I just don’t know how I feel about all this…I am a huge nursing fan, but am not a fan of awkward stares and public criticism. I’d like to think that when my nursling is older we can have a routine and I can expain the whens and wheres of nursing to him depending on the situation.
But we’ll see when we get there…don’t want to put the cart before the horse!
I chose no age limit just because now that I am a nursing mom, I don’t care how old the child is. When I was younger it would have bothered me but now, no way – if that child is wanting to nurse and the mom is comfortable, go for it!
I am nursing my 25 month old and will continue to as long as he wants to. As kids get older they tend to nurse less and at more regular times. At least that is what has happened for us so the opportunity to nurse in public with a 2 yr old has not happened for us. He only nurses 3 times a day and we are home during those times (morning wake up, nap, and bed time). I would support any nursing mom I saw in public no matter how old the child was. Nursing doesn’t suddenly become less benefical because the child reaches a certain age and moms who extend brestfeeding into toddlerhood should be supported and encouraged.
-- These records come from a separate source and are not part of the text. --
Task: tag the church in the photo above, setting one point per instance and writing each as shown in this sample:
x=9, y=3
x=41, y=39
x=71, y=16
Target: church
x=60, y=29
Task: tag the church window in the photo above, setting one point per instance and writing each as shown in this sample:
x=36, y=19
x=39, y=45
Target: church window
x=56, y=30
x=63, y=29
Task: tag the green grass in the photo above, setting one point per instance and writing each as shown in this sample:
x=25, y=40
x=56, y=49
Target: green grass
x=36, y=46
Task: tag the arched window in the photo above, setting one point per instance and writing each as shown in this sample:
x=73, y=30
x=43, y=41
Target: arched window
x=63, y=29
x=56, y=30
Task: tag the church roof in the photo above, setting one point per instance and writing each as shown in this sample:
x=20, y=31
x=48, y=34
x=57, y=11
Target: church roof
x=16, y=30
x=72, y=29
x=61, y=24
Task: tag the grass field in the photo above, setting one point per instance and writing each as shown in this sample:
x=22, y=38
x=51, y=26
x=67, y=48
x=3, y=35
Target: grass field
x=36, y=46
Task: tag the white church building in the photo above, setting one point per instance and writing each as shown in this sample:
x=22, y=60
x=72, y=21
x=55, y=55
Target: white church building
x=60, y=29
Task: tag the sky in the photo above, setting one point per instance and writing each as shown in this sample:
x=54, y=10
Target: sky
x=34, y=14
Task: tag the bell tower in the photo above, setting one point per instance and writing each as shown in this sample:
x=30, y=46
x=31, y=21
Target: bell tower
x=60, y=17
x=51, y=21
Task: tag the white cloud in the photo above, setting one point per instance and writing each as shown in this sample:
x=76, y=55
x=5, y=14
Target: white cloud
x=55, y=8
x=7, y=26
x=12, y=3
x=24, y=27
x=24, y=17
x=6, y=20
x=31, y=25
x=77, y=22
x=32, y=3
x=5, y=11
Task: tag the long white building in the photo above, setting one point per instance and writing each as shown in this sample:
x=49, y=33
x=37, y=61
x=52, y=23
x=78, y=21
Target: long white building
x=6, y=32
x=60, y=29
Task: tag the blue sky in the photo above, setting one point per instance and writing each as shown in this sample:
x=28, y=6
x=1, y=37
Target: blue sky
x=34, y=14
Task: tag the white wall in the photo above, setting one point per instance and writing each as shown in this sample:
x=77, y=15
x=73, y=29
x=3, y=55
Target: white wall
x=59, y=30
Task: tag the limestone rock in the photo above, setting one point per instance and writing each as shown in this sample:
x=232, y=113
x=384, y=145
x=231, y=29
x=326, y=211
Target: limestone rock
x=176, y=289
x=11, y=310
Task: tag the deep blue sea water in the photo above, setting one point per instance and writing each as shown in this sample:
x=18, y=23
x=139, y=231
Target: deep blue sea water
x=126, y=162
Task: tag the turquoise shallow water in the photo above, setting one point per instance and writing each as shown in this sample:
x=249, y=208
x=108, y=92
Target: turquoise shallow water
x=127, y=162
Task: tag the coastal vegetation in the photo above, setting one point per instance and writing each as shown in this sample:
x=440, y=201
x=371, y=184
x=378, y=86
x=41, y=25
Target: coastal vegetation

I guess I based my answer on my own personal feelings and situation, so therefore I chose 2 years as the limit. I can’t imagine nursing my now four year old! Granted, MM is the best and its better the longer they nurse, it’s just how I feel. However, if I saw a four year old nursling, I wouldn’t think nothing of it. How empowering!
I voted always appropriate but I want to qualify that. With infants I say any time any where. With older children who are capable of waiting I think good manners are needed. Also with older children if you are in a place where it would not be appropriate to eat I think it MAY be inappropriate to nurse. That being said nursing isn’t always about nutrition so when comfort is needed comfort should be given.
I’m an ardent supporter of a mom’s right to nurse where and when needed. I think the only way people are going to get over the taboos is to see it everywhere. Yet I still find a private place and cover up. I’m just not brave enough to fight the battle for myself I guess.
I voted no limit, as I believe that most women who do nurse in public are courteous and discreet. We haven’t nursed in public for a long while, due mostly to a very squirmy toddler who doesn’t like mommy to stay covered. I’d rather not give everyone an eyeful!
Nursing is the way to deliver nutrition and comfort to your child. The reason noone gives bottles of formula to 3 year olds it because the stuff is too nasty for a child to still be craving it.
Mother’s milk is good and a child should be free to nurse as long as he needs to and the mother is comfortable doing so.
I have refrained from doing so in public after about the age of two (except for LLL meetings) to shield my child from criticism.
But, I freely nurse in my house yard, etc, even if others can “see” me (walking by, visiting with me, etc.). And I require a no-comment approach to visitors, else they be ejected from my company.
I do save tandam nursing for home through. I find tandam nursing is a special time for me and siblings to connect. I want tandam nursing memories cherished (and not tarnished by the comments of a stranger).